When this got to much, he sought “exile for Christ” like many of his Irish fellow saints and went to Meaux in France. St Faro, the bishop of Meaux, assigned him a spot called Prodilus (Brodoluim), the modern Breuil, in the province of Brie. Here Fiachra built an oratory in honour of the Virgin Mary, a hospice in which he received strangers, and a cell in which he himself lived apart.

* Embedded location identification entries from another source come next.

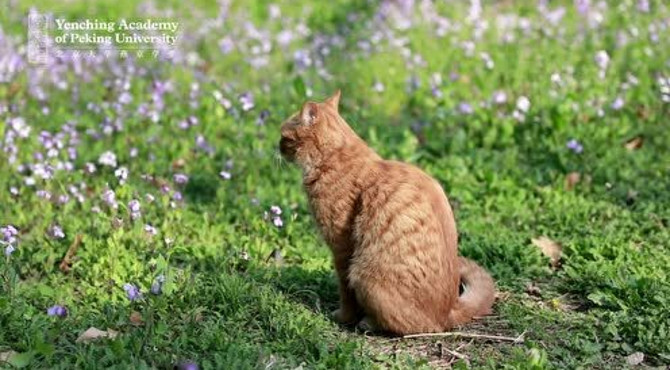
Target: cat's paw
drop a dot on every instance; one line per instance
(367, 325)
(343, 316)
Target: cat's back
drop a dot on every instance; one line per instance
(401, 201)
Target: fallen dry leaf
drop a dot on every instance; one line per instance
(5, 356)
(533, 290)
(571, 180)
(635, 358)
(634, 143)
(502, 296)
(92, 334)
(549, 248)
(136, 318)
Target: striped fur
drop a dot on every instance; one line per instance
(389, 226)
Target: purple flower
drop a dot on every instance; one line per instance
(63, 198)
(465, 108)
(134, 208)
(134, 205)
(643, 6)
(43, 194)
(157, 286)
(180, 178)
(57, 310)
(109, 197)
(575, 146)
(89, 168)
(107, 159)
(225, 175)
(8, 233)
(602, 59)
(302, 59)
(132, 291)
(582, 6)
(122, 174)
(56, 232)
(247, 101)
(277, 221)
(523, 104)
(150, 230)
(9, 250)
(499, 97)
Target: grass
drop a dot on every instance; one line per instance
(240, 292)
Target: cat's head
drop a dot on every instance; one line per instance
(312, 134)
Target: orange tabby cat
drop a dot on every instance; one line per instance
(390, 228)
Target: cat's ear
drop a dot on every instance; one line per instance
(309, 113)
(334, 101)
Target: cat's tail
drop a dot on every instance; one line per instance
(479, 294)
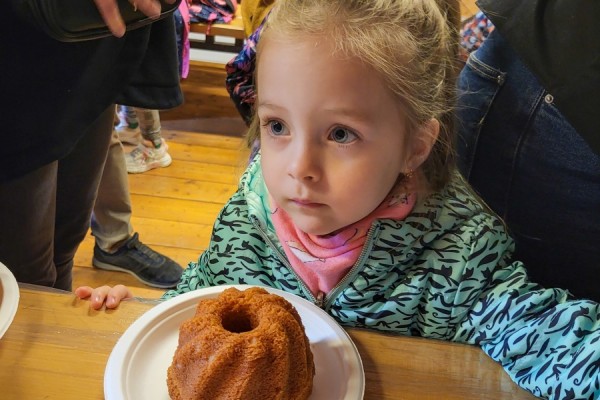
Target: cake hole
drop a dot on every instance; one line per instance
(237, 322)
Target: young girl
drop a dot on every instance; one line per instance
(354, 204)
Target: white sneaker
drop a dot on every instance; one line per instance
(143, 158)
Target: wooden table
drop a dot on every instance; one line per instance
(57, 348)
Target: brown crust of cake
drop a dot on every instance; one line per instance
(242, 345)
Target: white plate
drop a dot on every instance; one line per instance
(9, 301)
(137, 366)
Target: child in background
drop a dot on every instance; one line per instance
(141, 127)
(354, 202)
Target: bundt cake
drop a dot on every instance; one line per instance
(246, 344)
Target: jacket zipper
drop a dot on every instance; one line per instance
(361, 260)
(321, 300)
(316, 300)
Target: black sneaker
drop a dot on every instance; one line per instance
(141, 261)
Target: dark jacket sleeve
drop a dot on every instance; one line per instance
(558, 41)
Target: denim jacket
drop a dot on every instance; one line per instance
(443, 273)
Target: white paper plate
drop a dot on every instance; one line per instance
(10, 298)
(137, 366)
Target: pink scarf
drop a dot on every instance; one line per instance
(322, 261)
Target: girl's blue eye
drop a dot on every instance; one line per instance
(276, 128)
(342, 135)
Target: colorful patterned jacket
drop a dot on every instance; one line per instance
(444, 273)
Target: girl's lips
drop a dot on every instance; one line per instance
(305, 203)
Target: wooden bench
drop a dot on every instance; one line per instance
(233, 30)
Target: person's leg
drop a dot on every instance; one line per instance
(27, 212)
(150, 125)
(117, 248)
(532, 168)
(78, 178)
(111, 219)
(153, 151)
(127, 127)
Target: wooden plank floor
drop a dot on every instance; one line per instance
(174, 207)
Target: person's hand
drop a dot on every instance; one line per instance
(111, 296)
(109, 10)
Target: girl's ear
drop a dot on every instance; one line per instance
(422, 143)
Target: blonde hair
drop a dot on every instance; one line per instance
(411, 44)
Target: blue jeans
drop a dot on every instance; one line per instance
(532, 168)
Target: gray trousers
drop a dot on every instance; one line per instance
(45, 214)
(111, 219)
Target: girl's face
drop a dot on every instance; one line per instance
(332, 137)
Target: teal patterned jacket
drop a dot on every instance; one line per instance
(444, 272)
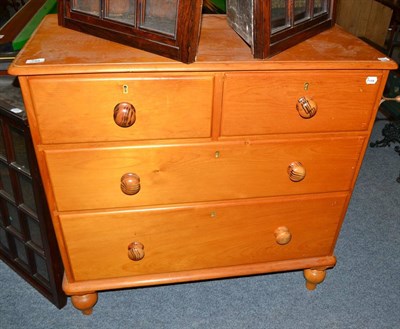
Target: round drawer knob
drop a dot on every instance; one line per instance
(124, 114)
(296, 171)
(282, 235)
(130, 184)
(306, 107)
(136, 251)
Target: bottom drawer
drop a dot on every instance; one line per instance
(201, 236)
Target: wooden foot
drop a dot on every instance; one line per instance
(313, 278)
(85, 303)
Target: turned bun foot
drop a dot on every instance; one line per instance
(84, 303)
(313, 278)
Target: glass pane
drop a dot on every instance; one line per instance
(41, 267)
(5, 179)
(13, 217)
(279, 17)
(160, 17)
(301, 11)
(3, 239)
(34, 232)
(122, 11)
(21, 156)
(87, 6)
(27, 192)
(21, 251)
(2, 145)
(320, 7)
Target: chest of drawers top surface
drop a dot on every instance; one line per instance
(56, 50)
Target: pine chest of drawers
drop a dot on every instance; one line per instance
(162, 172)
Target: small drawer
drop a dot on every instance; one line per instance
(170, 174)
(163, 240)
(95, 109)
(297, 102)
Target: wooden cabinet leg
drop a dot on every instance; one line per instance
(313, 277)
(85, 303)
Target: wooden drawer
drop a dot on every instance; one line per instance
(199, 237)
(91, 178)
(265, 103)
(80, 109)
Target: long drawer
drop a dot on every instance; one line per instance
(81, 109)
(265, 103)
(170, 174)
(200, 237)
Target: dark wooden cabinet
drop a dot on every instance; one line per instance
(169, 28)
(27, 240)
(271, 26)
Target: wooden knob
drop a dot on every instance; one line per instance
(130, 184)
(136, 251)
(124, 114)
(282, 235)
(296, 171)
(306, 107)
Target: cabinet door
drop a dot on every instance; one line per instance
(170, 28)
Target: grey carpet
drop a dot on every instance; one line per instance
(362, 291)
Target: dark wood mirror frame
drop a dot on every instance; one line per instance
(266, 42)
(181, 46)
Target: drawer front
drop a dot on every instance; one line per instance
(265, 103)
(91, 178)
(200, 237)
(70, 110)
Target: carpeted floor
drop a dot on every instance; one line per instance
(362, 291)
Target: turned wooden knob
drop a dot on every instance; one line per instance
(136, 251)
(306, 107)
(124, 114)
(130, 184)
(282, 235)
(296, 171)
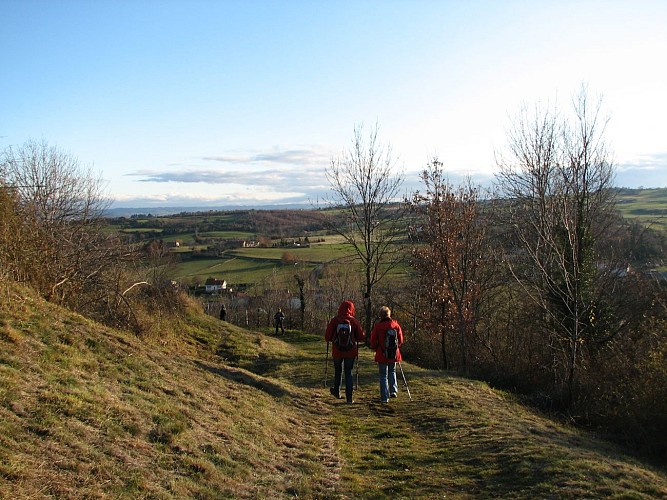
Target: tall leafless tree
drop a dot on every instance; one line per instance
(557, 179)
(365, 185)
(449, 233)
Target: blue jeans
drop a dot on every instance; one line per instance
(388, 384)
(348, 364)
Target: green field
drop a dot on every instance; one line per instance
(648, 206)
(252, 265)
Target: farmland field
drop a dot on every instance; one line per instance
(197, 232)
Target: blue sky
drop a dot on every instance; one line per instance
(217, 103)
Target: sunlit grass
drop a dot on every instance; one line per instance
(205, 409)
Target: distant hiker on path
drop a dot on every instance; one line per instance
(278, 318)
(386, 339)
(344, 332)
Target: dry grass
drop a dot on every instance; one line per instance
(209, 410)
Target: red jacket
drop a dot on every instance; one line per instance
(345, 311)
(377, 339)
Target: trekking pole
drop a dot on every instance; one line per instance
(406, 382)
(357, 388)
(326, 365)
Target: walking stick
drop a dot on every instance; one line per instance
(357, 388)
(326, 365)
(406, 382)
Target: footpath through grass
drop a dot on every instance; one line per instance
(455, 438)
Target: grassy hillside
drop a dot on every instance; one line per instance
(208, 410)
(648, 206)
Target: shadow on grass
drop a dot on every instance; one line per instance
(242, 376)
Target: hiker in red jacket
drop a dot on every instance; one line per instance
(386, 339)
(344, 332)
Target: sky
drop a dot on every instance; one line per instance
(247, 102)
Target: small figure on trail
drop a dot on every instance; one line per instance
(278, 318)
(386, 339)
(344, 332)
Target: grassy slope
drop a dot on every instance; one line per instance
(219, 412)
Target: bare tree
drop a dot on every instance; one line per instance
(365, 187)
(557, 180)
(450, 235)
(62, 203)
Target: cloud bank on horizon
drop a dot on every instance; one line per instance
(241, 103)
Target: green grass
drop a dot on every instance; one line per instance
(206, 409)
(648, 206)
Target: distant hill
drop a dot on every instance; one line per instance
(209, 410)
(160, 211)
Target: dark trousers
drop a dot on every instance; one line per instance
(348, 365)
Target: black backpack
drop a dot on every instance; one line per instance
(390, 343)
(344, 338)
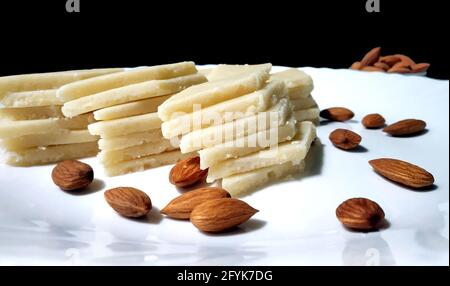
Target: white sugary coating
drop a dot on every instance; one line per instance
(292, 151)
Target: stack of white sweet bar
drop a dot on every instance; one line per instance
(248, 126)
(33, 130)
(124, 105)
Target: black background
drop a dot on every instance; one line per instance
(41, 36)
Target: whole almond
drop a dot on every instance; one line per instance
(182, 206)
(356, 66)
(372, 69)
(399, 70)
(390, 60)
(420, 67)
(371, 57)
(402, 172)
(406, 127)
(374, 120)
(71, 175)
(221, 214)
(187, 172)
(405, 59)
(345, 139)
(337, 114)
(382, 66)
(360, 214)
(129, 202)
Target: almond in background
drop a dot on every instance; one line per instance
(373, 121)
(406, 127)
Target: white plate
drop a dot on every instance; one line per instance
(296, 225)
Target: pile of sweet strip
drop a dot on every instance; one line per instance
(124, 105)
(33, 129)
(248, 126)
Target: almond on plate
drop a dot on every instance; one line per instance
(187, 172)
(182, 206)
(337, 114)
(345, 139)
(360, 214)
(71, 175)
(406, 127)
(402, 172)
(129, 202)
(374, 120)
(221, 214)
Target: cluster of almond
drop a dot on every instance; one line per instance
(373, 61)
(210, 209)
(362, 213)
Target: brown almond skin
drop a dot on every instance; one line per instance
(407, 61)
(402, 172)
(371, 57)
(187, 172)
(360, 214)
(345, 139)
(382, 65)
(71, 175)
(337, 114)
(128, 202)
(399, 70)
(390, 60)
(356, 66)
(182, 206)
(373, 121)
(406, 127)
(221, 214)
(422, 67)
(372, 69)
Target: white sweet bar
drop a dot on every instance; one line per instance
(134, 139)
(298, 83)
(42, 81)
(124, 126)
(145, 163)
(99, 84)
(247, 145)
(130, 109)
(293, 151)
(132, 92)
(213, 135)
(42, 140)
(31, 98)
(244, 183)
(303, 103)
(211, 93)
(51, 154)
(310, 114)
(30, 113)
(226, 71)
(226, 111)
(135, 152)
(11, 129)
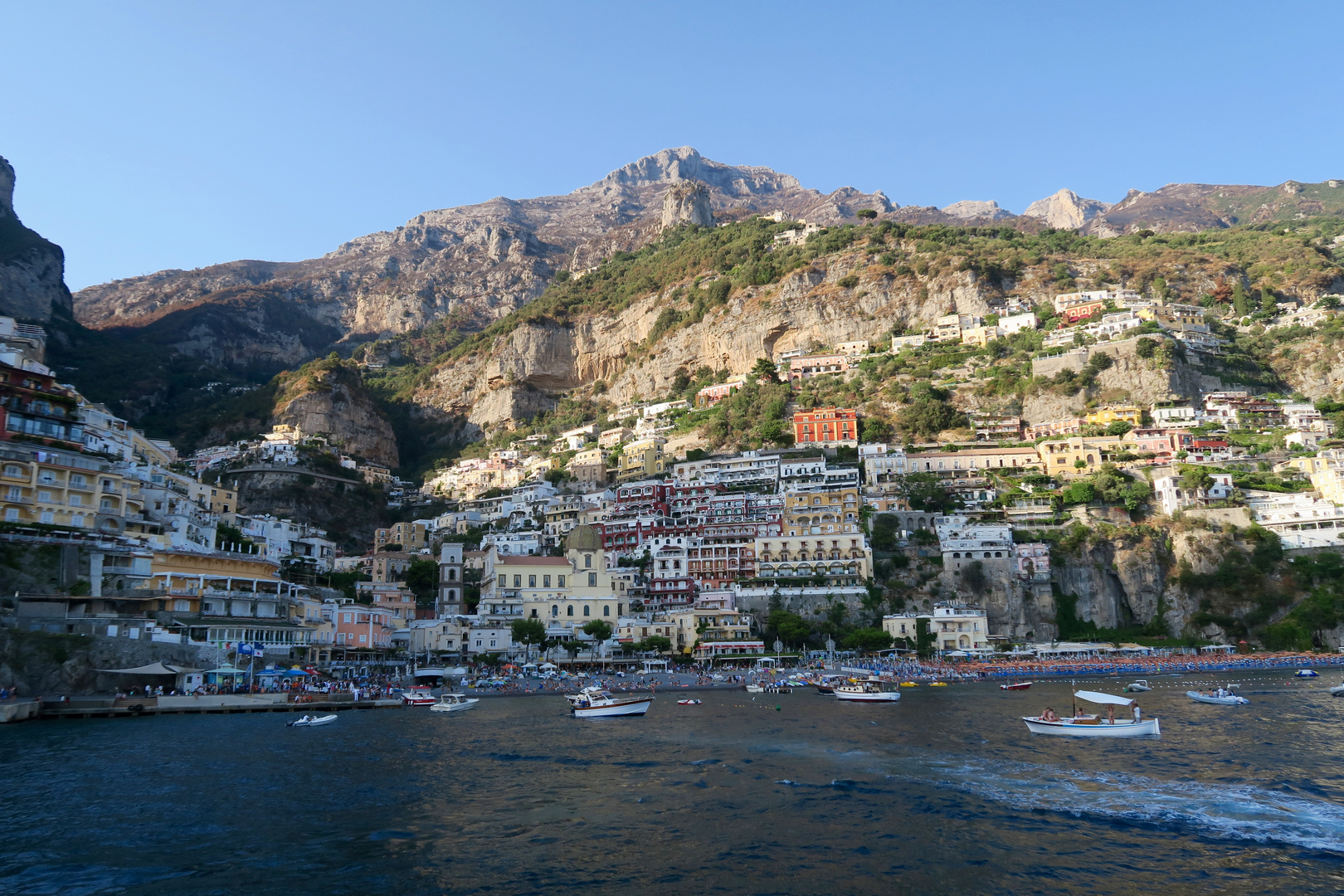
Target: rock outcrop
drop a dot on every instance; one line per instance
(329, 398)
(32, 269)
(687, 202)
(1064, 210)
(969, 208)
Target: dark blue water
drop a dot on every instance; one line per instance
(944, 793)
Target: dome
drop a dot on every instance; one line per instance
(582, 538)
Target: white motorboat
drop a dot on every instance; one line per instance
(455, 703)
(593, 703)
(867, 691)
(1220, 698)
(308, 722)
(417, 696)
(1086, 726)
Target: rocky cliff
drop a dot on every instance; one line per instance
(32, 269)
(329, 398)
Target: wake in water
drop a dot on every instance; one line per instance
(1229, 811)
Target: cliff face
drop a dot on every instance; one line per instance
(329, 398)
(32, 269)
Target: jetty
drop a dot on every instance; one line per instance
(177, 705)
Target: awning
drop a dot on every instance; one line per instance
(1096, 696)
(152, 670)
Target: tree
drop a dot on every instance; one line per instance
(422, 578)
(867, 640)
(1196, 479)
(765, 368)
(1239, 303)
(1268, 303)
(528, 631)
(598, 631)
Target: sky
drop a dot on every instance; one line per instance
(178, 134)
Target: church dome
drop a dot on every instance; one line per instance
(582, 538)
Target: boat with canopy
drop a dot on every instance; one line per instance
(1092, 726)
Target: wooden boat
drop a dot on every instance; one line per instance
(455, 703)
(417, 698)
(593, 703)
(1220, 699)
(867, 691)
(309, 722)
(1086, 726)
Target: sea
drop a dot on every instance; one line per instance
(941, 793)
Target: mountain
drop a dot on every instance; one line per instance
(472, 264)
(32, 270)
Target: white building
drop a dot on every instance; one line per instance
(1172, 496)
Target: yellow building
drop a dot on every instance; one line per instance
(641, 460)
(411, 536)
(821, 512)
(1079, 455)
(1127, 412)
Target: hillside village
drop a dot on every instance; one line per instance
(930, 524)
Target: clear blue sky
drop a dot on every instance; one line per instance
(178, 134)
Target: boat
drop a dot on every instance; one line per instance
(417, 698)
(593, 703)
(1086, 726)
(308, 722)
(455, 703)
(867, 691)
(1220, 698)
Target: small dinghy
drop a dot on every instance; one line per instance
(308, 722)
(1220, 698)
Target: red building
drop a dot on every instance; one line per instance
(827, 426)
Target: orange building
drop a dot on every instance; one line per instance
(827, 426)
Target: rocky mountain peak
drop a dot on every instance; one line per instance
(968, 208)
(1064, 210)
(687, 202)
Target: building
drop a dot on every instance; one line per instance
(1116, 412)
(953, 627)
(808, 366)
(450, 582)
(827, 427)
(411, 536)
(641, 460)
(1172, 496)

The legend of Fiachra goes that St Faro allowed him as much land as he might entrench in one day with a furrow; Fiachra turned up the earth with the point of his staff, toppling trees and uprooting briers and weeds. A suspicious woman hastened to tell Faro that he was being beguiled and that this was witchcraft. Faro, however, recognised that this was the work of God. From this point on it is said St Fiachra barred women from the precincts of his monastery.
Fiachra died on 18th August 670.
His relics were translated to Meaux, where they still rest; this was the centre of devotion to Fiachra which flourished in the 17th and 18th centuries. The place where he lived is now called Saint-Fiacre.
His feast day is 30 August and 1 September in Ireland and France.
Fiachra is commonly invoked to help heal people suffering from various ills, based on his reputed skill with medicinal plants. His reputed aversion to women is believed to be the reason he is known as the patron saint of venereal disease sufferers. He was known for healing haemorrhoids, which were called “Saint Fiacre’s illness” in the Middle Ages.
Patronage: medicine; gardeners; taxi cab drivers; venereal disease sufferers; barrenness; box makers; fistula; florists; hosiers; pewterers; tile makers; ploughboys. However, due to more than one saint bearing the name, exact patronage for each saint is probably unclear.